If the whining doesn’t stop then you need to break his whining cycle before you let him out by talking or tossing a treat once he’s calm you can let him out and start over.
It usually takes no more than a few nights for the dog to get used to sleeping in the crate at night.
If your puppy wakes up for a potty break at night you can let him out and once his business is done he needs to go back in right away, it’s not a good idea to make a playtime out of the potty break at night.
How long can a border collie stay in his crate?
Border collies are very energetic dogs and would not be able to spend too much time in the crate even if they get enough playtime and a lot of exercise when you come back.
A border collie would not make it through 8 hours in the crate waiting for you to get back from the job and soon you’ll start noticing aggressive behavior.
The most an adult border collie should spend in a crate is about two hours twice a day more than that is not good for your dog and that’s with vigorous exercising.
If you do have to work a full-time job and have the dog alone at home you should consider a playpen which is a safe and more convenient solution.

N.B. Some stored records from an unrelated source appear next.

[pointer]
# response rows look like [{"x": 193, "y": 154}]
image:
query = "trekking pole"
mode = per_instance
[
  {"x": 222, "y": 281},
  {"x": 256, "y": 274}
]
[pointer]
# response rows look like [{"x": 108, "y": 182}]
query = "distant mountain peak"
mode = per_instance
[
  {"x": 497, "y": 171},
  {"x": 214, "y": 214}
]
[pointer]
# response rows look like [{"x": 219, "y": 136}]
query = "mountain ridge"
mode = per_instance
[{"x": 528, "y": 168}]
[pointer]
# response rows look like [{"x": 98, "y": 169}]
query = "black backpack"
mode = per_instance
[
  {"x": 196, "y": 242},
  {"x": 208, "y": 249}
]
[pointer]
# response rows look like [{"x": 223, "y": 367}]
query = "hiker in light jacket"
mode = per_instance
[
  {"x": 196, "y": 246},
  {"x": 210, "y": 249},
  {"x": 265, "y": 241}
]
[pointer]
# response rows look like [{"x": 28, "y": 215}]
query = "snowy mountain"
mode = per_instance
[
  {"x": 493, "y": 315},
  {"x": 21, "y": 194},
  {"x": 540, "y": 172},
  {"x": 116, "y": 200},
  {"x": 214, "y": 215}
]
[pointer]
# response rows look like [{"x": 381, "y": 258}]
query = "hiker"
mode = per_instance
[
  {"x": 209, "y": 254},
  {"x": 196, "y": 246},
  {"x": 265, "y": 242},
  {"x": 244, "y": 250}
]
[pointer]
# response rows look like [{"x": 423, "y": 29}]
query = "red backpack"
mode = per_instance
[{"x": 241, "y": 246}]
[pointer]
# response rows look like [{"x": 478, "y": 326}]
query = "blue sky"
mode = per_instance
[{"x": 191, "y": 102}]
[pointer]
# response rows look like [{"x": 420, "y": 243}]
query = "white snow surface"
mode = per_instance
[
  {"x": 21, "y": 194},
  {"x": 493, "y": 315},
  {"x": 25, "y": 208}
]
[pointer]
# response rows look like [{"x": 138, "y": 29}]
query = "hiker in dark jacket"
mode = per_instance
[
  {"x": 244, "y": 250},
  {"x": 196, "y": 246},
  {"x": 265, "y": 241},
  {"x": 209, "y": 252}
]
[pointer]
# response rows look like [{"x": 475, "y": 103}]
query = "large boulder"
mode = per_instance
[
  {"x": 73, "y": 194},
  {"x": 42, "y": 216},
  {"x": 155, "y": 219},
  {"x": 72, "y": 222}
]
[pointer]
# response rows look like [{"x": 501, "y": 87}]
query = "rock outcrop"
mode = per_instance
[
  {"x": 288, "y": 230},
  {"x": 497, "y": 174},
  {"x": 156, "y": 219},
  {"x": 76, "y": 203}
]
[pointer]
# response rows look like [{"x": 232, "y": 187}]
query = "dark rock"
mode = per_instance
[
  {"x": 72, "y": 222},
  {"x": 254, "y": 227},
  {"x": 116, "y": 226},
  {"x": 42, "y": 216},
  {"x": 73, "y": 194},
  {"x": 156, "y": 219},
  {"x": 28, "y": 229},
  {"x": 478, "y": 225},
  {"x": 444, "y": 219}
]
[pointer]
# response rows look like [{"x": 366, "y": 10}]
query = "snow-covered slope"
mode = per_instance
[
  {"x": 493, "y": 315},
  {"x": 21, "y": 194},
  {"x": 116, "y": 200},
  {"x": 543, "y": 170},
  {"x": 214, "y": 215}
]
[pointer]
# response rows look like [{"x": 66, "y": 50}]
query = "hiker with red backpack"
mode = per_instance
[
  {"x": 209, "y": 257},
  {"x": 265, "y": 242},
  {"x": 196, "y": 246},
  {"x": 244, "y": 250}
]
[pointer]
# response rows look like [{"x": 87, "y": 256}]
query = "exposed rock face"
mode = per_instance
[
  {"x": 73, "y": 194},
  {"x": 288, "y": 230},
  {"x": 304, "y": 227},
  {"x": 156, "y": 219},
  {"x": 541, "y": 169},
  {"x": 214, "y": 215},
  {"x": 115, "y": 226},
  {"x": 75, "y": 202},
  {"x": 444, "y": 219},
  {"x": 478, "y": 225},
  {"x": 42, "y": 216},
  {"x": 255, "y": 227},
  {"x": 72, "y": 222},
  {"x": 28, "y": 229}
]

We suggest you get the Midwest wire playpen (check the price at Amazon) since it can be attached to the wire crate we recommended earlier making one large space for your dog giving him the choice of being in the crate when he needs to relax or to play around in the playpen.
How hard is it to crate train a border collie?
Border collies may not be the easiest dog breed to crate train, but they are very smart and eager to please, so if you do make the great a nice den for them it will make it easier.
the hardest thing about crate training a border collie is that they are very energetic and need to have a lot of activities before they’re willing to go in the crate and relax.
Meaning if you are a busy person and manage to give your border collie and job or an activity to do he’ll be the easiest dog to crate train, on the other hand, if you do not have much to do and you like the indoors too much your border collie will sure have a hard time.
Make sure you follow the easy steps we laid down for you and don’t rush things and have enough playtime with your dog and it will most certainly be easier.